What rule stops a secret admirer knowing the PC is imprisoned? Especially in a world of gods and magic.
Are you saying that you can decide that anything is plausible because the setting has gods and magic? That's hardly a free pass to make up anything you want in my game, particularly at the table in response to an active play situation.
 

No, it isn't.

It is literally the most important thing.

The same goes for all your arguments about how important it is that characters roleplay with one another even when their lives aren't in danger. Because why you do things is, quite literally, the most important thing. If motive didn't matter, we wouldn't bother with all this fiction nonsense. We'd play the much more efficient Statistics & Spreadsheets. Like, the very reason you want to spend so much time on those things is because they reveal why characters do the things they do!
Important to the game. Not important to the die roll.
 

But this then means there is no such thing as "traditional GM" stuff.

There's just what SableWyvern does, what Lanefan does, what Micah does, etc.

If you're going to say there is a style, then people who speak up in defense of that style should be expected to...y'know...defend that style and be questioned when they do things that conflict with how that style has been defined, particularly when they agree to that definition, as has happened many, many times over in this thread.

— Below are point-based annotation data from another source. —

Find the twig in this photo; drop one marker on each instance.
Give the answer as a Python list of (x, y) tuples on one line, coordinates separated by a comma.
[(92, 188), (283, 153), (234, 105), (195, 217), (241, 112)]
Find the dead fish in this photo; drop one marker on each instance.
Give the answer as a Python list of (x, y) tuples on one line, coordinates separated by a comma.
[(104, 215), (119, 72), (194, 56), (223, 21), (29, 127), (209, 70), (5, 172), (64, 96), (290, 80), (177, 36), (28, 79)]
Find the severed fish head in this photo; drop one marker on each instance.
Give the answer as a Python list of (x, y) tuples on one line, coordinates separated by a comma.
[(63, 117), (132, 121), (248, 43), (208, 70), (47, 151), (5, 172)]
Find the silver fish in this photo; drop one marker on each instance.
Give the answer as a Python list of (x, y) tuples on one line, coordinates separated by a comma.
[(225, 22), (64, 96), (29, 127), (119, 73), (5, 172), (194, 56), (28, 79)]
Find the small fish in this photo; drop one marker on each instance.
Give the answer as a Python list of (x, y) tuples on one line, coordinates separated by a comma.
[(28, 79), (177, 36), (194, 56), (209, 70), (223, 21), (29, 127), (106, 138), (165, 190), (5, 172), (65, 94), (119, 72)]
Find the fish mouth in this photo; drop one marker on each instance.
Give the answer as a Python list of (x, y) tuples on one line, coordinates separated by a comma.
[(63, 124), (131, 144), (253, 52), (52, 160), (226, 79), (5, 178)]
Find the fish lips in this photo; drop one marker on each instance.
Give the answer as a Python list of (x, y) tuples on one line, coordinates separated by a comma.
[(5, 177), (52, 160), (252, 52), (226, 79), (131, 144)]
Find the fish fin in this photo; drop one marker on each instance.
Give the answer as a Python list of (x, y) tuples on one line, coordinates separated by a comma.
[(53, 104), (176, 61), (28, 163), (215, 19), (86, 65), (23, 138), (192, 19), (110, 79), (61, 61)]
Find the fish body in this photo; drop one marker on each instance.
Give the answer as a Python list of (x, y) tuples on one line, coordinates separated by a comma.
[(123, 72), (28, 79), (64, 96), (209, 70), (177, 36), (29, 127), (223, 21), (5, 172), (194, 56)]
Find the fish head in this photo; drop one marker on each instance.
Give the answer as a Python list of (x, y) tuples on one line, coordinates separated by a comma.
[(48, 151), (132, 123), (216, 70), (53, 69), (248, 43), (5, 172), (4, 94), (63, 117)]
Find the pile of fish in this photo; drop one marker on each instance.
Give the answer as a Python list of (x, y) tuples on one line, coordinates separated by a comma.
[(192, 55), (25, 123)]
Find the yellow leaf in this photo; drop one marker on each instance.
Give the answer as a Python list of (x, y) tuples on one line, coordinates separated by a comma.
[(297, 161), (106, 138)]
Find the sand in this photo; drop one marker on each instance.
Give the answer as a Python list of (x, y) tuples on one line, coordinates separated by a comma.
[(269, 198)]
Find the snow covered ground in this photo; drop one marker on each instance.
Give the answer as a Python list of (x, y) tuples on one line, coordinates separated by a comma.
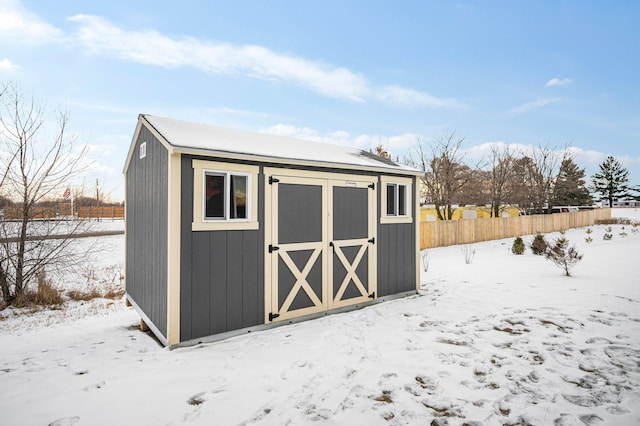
[(504, 339)]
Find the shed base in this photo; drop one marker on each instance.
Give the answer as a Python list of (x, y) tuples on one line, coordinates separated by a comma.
[(222, 336)]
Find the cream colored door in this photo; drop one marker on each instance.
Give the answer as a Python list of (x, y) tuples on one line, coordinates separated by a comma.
[(298, 248), (320, 242), (352, 258)]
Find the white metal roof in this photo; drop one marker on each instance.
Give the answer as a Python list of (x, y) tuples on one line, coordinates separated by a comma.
[(188, 136)]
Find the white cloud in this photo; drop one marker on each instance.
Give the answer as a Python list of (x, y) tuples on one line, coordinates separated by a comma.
[(395, 144), (7, 66), (100, 36), (17, 23), (529, 106), (401, 95), (557, 82)]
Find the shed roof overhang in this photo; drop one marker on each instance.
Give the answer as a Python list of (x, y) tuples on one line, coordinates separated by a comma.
[(200, 139)]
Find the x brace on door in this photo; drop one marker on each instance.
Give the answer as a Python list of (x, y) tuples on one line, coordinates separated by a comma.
[(301, 278), (350, 267)]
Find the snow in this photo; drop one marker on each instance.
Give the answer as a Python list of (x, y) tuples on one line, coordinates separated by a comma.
[(504, 339), (223, 140)]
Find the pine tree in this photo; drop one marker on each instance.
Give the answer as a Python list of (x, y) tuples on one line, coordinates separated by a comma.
[(570, 187), (612, 181)]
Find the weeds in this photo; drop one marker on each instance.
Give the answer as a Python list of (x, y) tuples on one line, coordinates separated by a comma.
[(618, 221), (424, 260), (44, 295)]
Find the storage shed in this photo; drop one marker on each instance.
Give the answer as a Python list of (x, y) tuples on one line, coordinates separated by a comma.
[(229, 231)]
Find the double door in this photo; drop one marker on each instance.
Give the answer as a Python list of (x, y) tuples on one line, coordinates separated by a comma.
[(320, 237)]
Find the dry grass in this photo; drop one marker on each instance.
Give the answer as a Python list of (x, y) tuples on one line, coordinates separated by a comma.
[(45, 295), (83, 296), (618, 221)]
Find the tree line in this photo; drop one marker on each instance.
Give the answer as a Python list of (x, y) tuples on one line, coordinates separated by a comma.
[(534, 180)]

Like at this point this reads to me as "there is no style, there is no pattern, there is nothing at all, except what individual GMs decide to do or not do". At which point no discussion is possible, because I'm not interested in discussing the individual techniques of a dozen different GMs that have no relationship whatsoever to one another.
I try to be very careful that what I say about my play is about my play. I may agree with other posters on some things, especially in a broad fashion, but not everything. Are you always in lockstep with the other Narrativist fans?
 

Those characters were not killed because they exist in novels. I don't want to play a novel. Sometimes capture has been a campaign end state, other times the captives figured out a way to get free that made sense in the fiction. I may put my thumb on the scale to provide opportunities to escape if it makes sense but I never guarantee it.
Your post shifts between talking about imaginary causation in the fiction, and the exercise of authorial power in the real world.

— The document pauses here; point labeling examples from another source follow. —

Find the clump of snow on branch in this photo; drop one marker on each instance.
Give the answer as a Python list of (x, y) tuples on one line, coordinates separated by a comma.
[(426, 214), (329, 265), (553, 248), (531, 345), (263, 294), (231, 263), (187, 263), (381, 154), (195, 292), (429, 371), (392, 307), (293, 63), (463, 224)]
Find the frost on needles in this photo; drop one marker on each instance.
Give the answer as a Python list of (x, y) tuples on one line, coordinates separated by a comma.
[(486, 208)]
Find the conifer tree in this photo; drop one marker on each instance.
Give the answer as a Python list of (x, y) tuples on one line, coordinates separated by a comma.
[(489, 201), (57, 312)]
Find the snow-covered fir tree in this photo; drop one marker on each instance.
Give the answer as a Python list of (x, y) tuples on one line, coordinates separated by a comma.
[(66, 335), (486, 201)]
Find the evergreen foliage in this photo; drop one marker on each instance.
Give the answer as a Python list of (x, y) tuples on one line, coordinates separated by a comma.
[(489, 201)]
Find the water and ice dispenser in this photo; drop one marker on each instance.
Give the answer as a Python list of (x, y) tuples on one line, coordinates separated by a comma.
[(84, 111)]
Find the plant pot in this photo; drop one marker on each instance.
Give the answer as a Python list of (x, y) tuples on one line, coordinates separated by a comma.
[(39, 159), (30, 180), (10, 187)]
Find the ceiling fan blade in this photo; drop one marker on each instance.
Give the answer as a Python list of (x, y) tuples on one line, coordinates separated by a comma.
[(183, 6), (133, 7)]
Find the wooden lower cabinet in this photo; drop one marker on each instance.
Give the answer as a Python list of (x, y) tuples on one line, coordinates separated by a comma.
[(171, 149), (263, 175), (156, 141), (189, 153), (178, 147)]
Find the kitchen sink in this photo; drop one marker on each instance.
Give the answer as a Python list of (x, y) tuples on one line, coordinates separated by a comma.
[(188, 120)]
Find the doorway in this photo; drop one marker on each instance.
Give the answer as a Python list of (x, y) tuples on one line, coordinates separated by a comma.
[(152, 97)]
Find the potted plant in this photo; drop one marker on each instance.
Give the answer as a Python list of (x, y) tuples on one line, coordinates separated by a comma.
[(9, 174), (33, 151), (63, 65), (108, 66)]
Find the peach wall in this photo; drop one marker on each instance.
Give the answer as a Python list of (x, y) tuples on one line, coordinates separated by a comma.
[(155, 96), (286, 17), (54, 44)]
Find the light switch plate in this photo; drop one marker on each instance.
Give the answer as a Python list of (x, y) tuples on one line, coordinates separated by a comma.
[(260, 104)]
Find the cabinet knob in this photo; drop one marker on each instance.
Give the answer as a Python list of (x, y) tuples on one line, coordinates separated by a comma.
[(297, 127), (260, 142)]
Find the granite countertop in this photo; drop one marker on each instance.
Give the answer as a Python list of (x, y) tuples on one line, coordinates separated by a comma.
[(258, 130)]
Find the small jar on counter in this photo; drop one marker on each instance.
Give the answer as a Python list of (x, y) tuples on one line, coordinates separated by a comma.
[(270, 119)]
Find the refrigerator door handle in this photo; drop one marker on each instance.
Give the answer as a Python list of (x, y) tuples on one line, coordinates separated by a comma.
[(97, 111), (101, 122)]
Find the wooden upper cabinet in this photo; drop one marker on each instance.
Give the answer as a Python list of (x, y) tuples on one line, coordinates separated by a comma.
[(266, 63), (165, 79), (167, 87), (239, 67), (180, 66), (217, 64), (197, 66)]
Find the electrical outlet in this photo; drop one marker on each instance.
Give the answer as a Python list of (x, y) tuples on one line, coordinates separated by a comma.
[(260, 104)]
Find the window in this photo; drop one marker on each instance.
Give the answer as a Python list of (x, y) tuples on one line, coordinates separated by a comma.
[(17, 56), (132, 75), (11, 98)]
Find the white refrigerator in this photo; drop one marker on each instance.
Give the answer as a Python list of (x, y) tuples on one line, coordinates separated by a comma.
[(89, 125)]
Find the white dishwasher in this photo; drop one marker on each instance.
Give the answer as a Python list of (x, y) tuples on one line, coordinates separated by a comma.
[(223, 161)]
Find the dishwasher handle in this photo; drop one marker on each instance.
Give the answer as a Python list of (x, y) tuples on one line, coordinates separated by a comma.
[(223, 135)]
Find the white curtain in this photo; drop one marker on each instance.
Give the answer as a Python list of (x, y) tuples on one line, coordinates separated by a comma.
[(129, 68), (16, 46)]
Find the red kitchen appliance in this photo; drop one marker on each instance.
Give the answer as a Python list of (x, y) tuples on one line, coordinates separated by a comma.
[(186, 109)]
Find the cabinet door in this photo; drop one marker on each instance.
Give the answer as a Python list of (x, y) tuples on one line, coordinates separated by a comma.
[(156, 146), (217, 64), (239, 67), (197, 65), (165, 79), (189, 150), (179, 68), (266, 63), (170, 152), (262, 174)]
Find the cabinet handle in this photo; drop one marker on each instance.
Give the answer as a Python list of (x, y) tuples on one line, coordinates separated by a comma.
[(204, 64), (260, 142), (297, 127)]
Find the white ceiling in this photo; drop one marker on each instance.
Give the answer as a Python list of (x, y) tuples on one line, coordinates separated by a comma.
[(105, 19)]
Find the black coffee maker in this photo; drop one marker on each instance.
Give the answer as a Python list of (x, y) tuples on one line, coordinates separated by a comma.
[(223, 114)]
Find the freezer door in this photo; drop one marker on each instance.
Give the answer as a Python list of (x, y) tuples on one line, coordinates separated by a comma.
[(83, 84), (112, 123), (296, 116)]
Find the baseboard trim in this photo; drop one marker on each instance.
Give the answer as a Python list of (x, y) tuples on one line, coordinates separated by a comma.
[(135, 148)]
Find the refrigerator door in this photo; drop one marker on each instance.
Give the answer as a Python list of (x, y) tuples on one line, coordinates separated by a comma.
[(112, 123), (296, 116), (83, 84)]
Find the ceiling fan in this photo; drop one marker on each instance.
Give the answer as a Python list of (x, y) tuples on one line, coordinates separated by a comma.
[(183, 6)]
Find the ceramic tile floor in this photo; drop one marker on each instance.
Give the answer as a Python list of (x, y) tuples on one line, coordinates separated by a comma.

The fact that you assume that, in a RPG, it would have to be the GM who "puts their thumb on the scale", is why your approach to RPGing seems to me to be GM-centric.

Sometimes failing to light the candle means that you get eaten by the grue. But that's because the grue is afraid of light and was stalking you, not because you couldn't light the candle.
It's a failure completely unrelated to the failed climb check. That's the whole issue here. I want a game where if you failed the climb check the only result is that you don't climb the cliff. The only possible negative to that failed check is that you may take damage as a result of falling.

If the friend dies because I didn't get to them in time, it was not caused by us not getting to them in time. They died because there was some kind of ticking clock that the players may or may not have been aware of.

<snip>

I run a game that is focused on simulation of characters in a fantasy world.
These posts provide more illustration of why, to me, your approach to RPGing seems very GM-centric.

Without knowing what those reasons are, I can't see the scenario described as logical.
REH's Conan is supposed to be one of the principal inspirations for D&D, and FRPGing more generally. If you are saying that it would be "illogical" for FRPGing to permit Conan-esque things to happen, you've completely lost me.

Are you saying that you can decide that anything is plausible because the setting has gods and magic? That's hardly a free pass to make up anything you want in my game, particularly at the table in response to an active play situation.
I'm wondering what rule would make it impossible - in a world of gods and magic - that a secret admirer would not be able to know that a person is imprisoned, and assist them?